I have a Eskimo QuickFish 6 popup that is just fantastic. In prior years, we'd anchor down the popouts and toss snow on the skirt to hold it down. With zero snow this year (so far) wind is getting under the skirt and lifting it, stressing it. I've tried tying more ropes to the corners / center and anchoring those but wind still gets under it and there is more movement than I want. I'm wondering if I shouldnt just run an anchor right down through the corner grommet to not only hold its position horizonally, but hold it down vertically against the ice.

How are other people anchoring their popups in snowless conditions?


-DallanC


----------



## Ton_Def (Dec 23, 2008)

Guying it out would be the best. Use an anchor about 3ft from the skirt, and tie off to the attached loop on your shelter. You want the angle quite sharp. I've seen people try to guy out shelters, and the set the anchor 20ft+ from the shelter, and it works for keeping the wall from collapsing but doesn't keep the shelter down.

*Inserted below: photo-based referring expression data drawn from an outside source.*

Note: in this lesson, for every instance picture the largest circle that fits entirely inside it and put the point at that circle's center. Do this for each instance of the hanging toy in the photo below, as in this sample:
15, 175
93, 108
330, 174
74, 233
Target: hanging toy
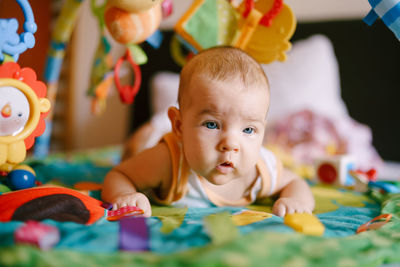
388, 11
12, 44
261, 28
23, 107
131, 22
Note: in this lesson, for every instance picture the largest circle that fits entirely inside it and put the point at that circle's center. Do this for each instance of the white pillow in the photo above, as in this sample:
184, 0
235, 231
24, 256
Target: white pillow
308, 79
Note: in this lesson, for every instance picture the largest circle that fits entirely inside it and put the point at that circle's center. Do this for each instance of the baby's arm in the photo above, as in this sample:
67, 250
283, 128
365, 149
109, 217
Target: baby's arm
149, 169
294, 195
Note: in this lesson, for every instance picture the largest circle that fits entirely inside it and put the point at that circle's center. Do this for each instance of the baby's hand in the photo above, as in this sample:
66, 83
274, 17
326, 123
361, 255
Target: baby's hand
134, 199
286, 205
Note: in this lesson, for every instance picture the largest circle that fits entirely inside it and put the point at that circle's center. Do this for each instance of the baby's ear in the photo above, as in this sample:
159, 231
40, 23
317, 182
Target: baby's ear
174, 116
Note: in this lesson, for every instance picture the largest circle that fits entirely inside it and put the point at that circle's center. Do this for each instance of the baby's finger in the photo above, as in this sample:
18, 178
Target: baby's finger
144, 204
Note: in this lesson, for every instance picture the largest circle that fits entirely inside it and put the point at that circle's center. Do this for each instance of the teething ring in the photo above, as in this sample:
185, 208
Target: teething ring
375, 223
15, 46
127, 93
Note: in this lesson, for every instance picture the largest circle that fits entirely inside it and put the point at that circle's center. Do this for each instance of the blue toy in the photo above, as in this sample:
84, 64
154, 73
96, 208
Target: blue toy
11, 43
388, 11
21, 179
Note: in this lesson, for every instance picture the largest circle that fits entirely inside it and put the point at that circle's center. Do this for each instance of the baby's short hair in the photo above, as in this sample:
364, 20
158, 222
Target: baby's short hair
222, 63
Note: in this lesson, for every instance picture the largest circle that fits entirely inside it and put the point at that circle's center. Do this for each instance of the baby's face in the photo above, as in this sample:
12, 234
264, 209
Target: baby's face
223, 127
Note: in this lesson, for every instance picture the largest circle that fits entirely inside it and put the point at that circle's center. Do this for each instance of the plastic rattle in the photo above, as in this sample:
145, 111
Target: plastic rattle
375, 223
23, 107
128, 211
127, 93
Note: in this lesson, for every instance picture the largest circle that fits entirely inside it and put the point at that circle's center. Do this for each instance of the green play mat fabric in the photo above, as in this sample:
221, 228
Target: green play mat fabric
209, 237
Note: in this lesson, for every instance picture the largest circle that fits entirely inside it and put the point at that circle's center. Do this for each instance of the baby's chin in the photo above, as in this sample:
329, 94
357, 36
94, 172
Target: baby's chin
220, 179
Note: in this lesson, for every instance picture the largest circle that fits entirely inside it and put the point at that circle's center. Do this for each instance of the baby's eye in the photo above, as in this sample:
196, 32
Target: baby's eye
248, 130
210, 124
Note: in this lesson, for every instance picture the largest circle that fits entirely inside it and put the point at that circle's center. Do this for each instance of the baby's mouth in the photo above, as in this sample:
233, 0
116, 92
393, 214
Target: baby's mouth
225, 167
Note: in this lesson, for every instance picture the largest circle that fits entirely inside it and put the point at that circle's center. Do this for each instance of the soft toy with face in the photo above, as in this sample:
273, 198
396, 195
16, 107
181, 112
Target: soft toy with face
14, 111
23, 107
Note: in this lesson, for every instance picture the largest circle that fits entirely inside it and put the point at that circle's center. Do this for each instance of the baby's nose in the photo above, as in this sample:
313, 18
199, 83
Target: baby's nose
228, 143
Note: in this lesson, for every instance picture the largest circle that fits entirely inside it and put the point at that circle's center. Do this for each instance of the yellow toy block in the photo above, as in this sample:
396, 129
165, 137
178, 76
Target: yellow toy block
305, 223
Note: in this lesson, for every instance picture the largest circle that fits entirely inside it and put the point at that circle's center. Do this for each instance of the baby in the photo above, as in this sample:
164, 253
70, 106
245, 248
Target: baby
214, 154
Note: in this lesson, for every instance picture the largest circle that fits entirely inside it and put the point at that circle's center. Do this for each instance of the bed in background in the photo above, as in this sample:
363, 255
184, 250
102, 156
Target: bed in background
367, 59
219, 236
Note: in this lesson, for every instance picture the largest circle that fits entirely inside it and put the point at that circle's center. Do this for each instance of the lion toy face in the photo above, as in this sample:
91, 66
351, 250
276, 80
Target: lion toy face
14, 111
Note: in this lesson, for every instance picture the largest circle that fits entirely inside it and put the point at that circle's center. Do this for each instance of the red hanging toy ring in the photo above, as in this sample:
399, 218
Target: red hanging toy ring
127, 93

In snowless times like these, we predrill our holes, 3 of them spaced 1 1/2ft apart, then use all the slush created to throw out onto the skirts..


----------



## fishawk (Aug 23, 2009)

We also have a quickfish 6 and have had our fair share of windy days. We always put anchors through the corner grommets as well as guy lines. We usually try to anchor our sleds down on the windy side of the tent. It helps to keep wind from coming under the skirt. I've also sat our buckets on the skirt inside the tent and if it's really windy, put some water in the buckets. Hope this helps.


----------



## k2muskie (Oct 6, 2007)

We use is the Eskimo anchor stakes in the 2 opposite corners non windy days...windy days all 4 corners get staked and we stake down the sides using boat cover 1"x4' tie down straps with quick release buckles. Using the rope that comes with ice tents can be a royal pain in the butt on them windy days or when all of a sudden here comes the wind. So for us at least these tie down straps are the ticket and way easier to use then rope and easy to adjust unlike rope.

Here's a link so you can see what I'm talking about. Any sporting good store will have straps/buckles you can put together. Again for us much easier than fiddleing with rope in the wind when you want to get the sides of your tent secured quickly to the ice stake.

http://www.amazon.com/gp/product/B0013K ... ZG3FP5Q8YR

Also as mentioned, sleds on the skirt and also snow on the skirt when there is snow on the ice to put on the skirts.


----------



## Grandpa D (Sep 7, 2007)

I really like the idea of drilling some holes and using the snow and ice from the auger to pack around the flaps of the shelter. Great idea!!!


----------



## Critter (Mar 20, 2010)

I have also used the method of drilling some shallow holes and then placing a piece of wood into it and looping a rope around the wood then tying it to the tent. We then pack the hole with the wood in it with the shavings from the auger. When it comes time to leave you can usually just untie the rope and pull it out of the hole.


----------